Ванная и туалет были общими на втором этаже. Мама оборудовала себе кабинет в дальнем конце коридора – раньше там была бабушкина швейная комната. Хэлен досталась спальня посветлее. И слава богу, ей эта депрессия вообще ни к чему.
На первом этаже была большая гостиная со стенами, обшитыми старыми деревянными панелями под морёный дуб. Там стояли два больших голубых дивана с бархатными подушками, кресло и – теперь вместо старого телевизора, который грузчики временно снесли в подвал, – огромная отцовская плазма, которую мы взяли больше как память о нём, нежели как реально нужную вещь. Не думаю, что мы будем собираться по вечерам за телевизором всей семьёй. Упаси господи.
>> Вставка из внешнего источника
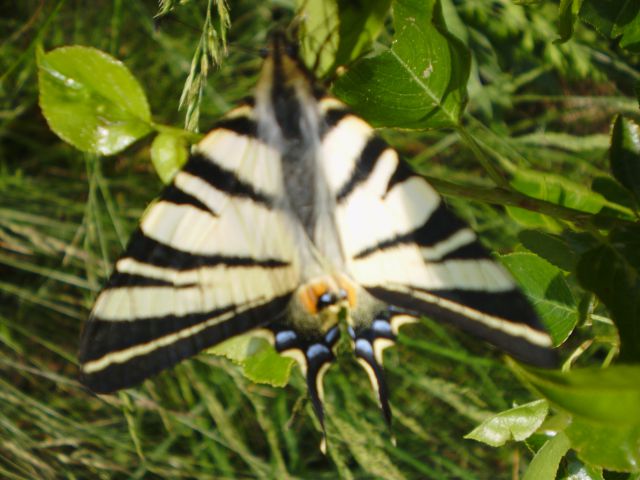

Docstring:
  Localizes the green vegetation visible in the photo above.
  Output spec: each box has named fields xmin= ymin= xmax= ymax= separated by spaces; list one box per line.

xmin=0 ymin=0 xmax=640 ymax=480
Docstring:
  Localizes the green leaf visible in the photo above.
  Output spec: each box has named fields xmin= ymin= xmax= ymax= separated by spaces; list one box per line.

xmin=334 ymin=0 xmax=469 ymax=128
xmin=518 ymin=230 xmax=578 ymax=272
xmin=554 ymin=0 xmax=578 ymax=43
xmin=577 ymin=232 xmax=640 ymax=362
xmin=507 ymin=359 xmax=640 ymax=426
xmin=244 ymin=345 xmax=295 ymax=387
xmin=297 ymin=0 xmax=391 ymax=77
xmin=296 ymin=0 xmax=340 ymax=77
xmin=38 ymin=46 xmax=151 ymax=155
xmin=206 ymin=333 xmax=295 ymax=387
xmin=332 ymin=0 xmax=391 ymax=70
xmin=579 ymin=0 xmax=640 ymax=51
xmin=561 ymin=464 xmax=604 ymax=480
xmin=565 ymin=418 xmax=640 ymax=472
xmin=510 ymin=168 xmax=616 ymax=214
xmin=464 ymin=400 xmax=549 ymax=447
xmin=508 ymin=360 xmax=640 ymax=472
xmin=609 ymin=115 xmax=640 ymax=199
xmin=151 ymin=133 xmax=189 ymax=184
xmin=591 ymin=177 xmax=637 ymax=210
xmin=501 ymin=252 xmax=579 ymax=345
xmin=522 ymin=432 xmax=571 ymax=480
xmin=505 ymin=205 xmax=563 ymax=233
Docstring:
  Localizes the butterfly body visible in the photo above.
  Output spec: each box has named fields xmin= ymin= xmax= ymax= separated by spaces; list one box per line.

xmin=80 ymin=31 xmax=555 ymax=440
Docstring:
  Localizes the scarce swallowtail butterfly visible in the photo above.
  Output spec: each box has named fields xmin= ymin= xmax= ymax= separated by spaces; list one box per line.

xmin=79 ymin=30 xmax=555 ymax=442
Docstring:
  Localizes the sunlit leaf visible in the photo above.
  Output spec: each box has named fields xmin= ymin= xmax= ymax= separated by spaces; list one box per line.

xmin=609 ymin=115 xmax=640 ymax=199
xmin=522 ymin=432 xmax=571 ymax=480
xmin=518 ymin=230 xmax=578 ymax=272
xmin=38 ymin=46 xmax=151 ymax=155
xmin=465 ymin=400 xmax=549 ymax=447
xmin=334 ymin=0 xmax=469 ymax=128
xmin=206 ymin=334 xmax=294 ymax=387
xmin=502 ymin=252 xmax=578 ymax=345
xmin=577 ymin=228 xmax=640 ymax=362
xmin=151 ymin=133 xmax=189 ymax=184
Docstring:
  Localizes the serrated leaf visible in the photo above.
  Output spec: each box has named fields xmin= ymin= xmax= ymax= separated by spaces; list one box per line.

xmin=38 ymin=46 xmax=151 ymax=155
xmin=591 ymin=177 xmax=636 ymax=210
xmin=609 ymin=115 xmax=640 ymax=199
xmin=510 ymin=168 xmax=615 ymax=213
xmin=205 ymin=334 xmax=265 ymax=364
xmin=522 ymin=432 xmax=571 ymax=480
xmin=334 ymin=0 xmax=469 ymax=128
xmin=501 ymin=252 xmax=579 ymax=345
xmin=151 ymin=133 xmax=189 ymax=185
xmin=505 ymin=205 xmax=563 ymax=233
xmin=507 ymin=359 xmax=640 ymax=426
xmin=579 ymin=0 xmax=640 ymax=51
xmin=577 ymin=232 xmax=640 ymax=362
xmin=562 ymin=459 xmax=605 ymax=480
xmin=296 ymin=0 xmax=340 ymax=77
xmin=298 ymin=0 xmax=391 ymax=77
xmin=518 ymin=230 xmax=578 ymax=272
xmin=565 ymin=418 xmax=640 ymax=472
xmin=244 ymin=345 xmax=295 ymax=387
xmin=507 ymin=359 xmax=640 ymax=472
xmin=555 ymin=0 xmax=576 ymax=43
xmin=464 ymin=400 xmax=549 ymax=447
xmin=206 ymin=333 xmax=294 ymax=387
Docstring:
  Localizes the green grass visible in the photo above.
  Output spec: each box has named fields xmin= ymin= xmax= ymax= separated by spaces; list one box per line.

xmin=0 ymin=0 xmax=637 ymax=479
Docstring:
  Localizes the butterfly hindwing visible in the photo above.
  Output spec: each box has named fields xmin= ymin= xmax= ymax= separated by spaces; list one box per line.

xmin=80 ymin=34 xmax=555 ymax=442
xmin=323 ymin=105 xmax=555 ymax=366
xmin=80 ymin=105 xmax=298 ymax=393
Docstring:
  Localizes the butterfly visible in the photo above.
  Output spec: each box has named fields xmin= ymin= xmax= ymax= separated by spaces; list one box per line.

Ещё на первом этаже был коридор в тёмно-зелёных тонах, с зеркалом, обувным комодом и крючками для верхней одежды. А также кухня со старой плитой, тёмного дерева гарнитуром и кухонным островом, с большим окном, выходящим на задний двор, и мойкой против него. Обедать полагалось за овальным деревянным столом. Обстановка была такой, что я чувствовала себя в декорациях девяностых годов. Эта трогательная классика прямо из фильмов «Бетховен» чертовски забавляла.